The SpaceX launch attempt tonight is a big deal. It's the first demonstration by a private company of a capability that could directly lead to private/commercial manned spaceflight. The mission plan is to qualify the spacex system to orbit, rendezvous with the ISS, and then eventually dock. After transferring payload, the module will return to a soft landing on Earth. At least, that's the plan. The whole flight plan has numerous test points and failures at almost any of them would mean no ISS docking attempt. Nobody wants a repeat of the Russian docking collision mishap... If it all works, it's a very short (relatively) step to both routine 2-way cargo missions to the ISS, and routine manned missions to either the ISS or another private/commercial orbital facility. The inflatable habitat modules developed by another company were already proven in orbit, and are on the shelf waiting for the manned launch capability.

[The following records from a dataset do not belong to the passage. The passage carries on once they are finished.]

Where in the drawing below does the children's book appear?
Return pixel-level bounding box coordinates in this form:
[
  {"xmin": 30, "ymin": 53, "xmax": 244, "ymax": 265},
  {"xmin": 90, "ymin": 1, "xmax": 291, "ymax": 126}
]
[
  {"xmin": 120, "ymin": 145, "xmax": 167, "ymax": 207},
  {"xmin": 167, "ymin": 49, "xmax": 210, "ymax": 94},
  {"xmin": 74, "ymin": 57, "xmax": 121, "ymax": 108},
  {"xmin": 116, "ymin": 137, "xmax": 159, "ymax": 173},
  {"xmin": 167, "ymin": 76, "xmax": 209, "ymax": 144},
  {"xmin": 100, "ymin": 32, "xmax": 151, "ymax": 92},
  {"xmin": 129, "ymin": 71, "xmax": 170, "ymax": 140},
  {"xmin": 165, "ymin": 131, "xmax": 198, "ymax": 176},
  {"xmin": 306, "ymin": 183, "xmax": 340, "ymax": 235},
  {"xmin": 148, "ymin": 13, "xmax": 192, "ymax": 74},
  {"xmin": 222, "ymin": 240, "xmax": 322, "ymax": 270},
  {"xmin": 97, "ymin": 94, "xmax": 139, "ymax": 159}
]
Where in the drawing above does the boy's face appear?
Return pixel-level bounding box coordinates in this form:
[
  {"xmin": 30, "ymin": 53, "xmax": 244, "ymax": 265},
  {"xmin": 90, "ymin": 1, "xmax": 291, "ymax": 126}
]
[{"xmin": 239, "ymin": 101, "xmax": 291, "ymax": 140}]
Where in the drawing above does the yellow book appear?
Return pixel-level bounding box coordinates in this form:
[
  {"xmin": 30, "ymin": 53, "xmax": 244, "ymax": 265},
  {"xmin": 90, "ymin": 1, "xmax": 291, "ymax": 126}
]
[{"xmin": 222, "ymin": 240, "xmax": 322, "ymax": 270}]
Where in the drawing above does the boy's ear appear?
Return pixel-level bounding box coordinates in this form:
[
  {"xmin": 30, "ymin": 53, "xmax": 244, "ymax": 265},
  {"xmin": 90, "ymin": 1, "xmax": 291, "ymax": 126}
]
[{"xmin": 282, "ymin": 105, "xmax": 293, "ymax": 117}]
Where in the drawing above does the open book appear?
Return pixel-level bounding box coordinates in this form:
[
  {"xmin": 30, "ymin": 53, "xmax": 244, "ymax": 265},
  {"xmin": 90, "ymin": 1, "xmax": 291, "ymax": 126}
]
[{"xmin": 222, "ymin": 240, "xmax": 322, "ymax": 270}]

The launch is planned for 3am eastern time very early Tues morning. Watch here:
http://www.spacex.com/webcast/The stakes are pretty big. The US has no manned spaceflight capability, period. We could, in an emergency, develop it "overnight" using off the shelf components (with arguably better proven reliability than most WWII aircraft) that are not "man rated" by NASA standards. This would be good enough in a pinch, but it isn't a long term solution so right now we got nothing. But if spaceX has a fully successful mission we are leaping years ahead on the timeline of returning to our status as a spacefaring nation.
Even if it doesn't fully work, they'll still check off test points so even a spectacular failure would still be a "win" from a design-test-fly perspective. Heck, even the aborted launch a few days ago was a huge win for their program because it validated a whole bunch of software and abort procedures.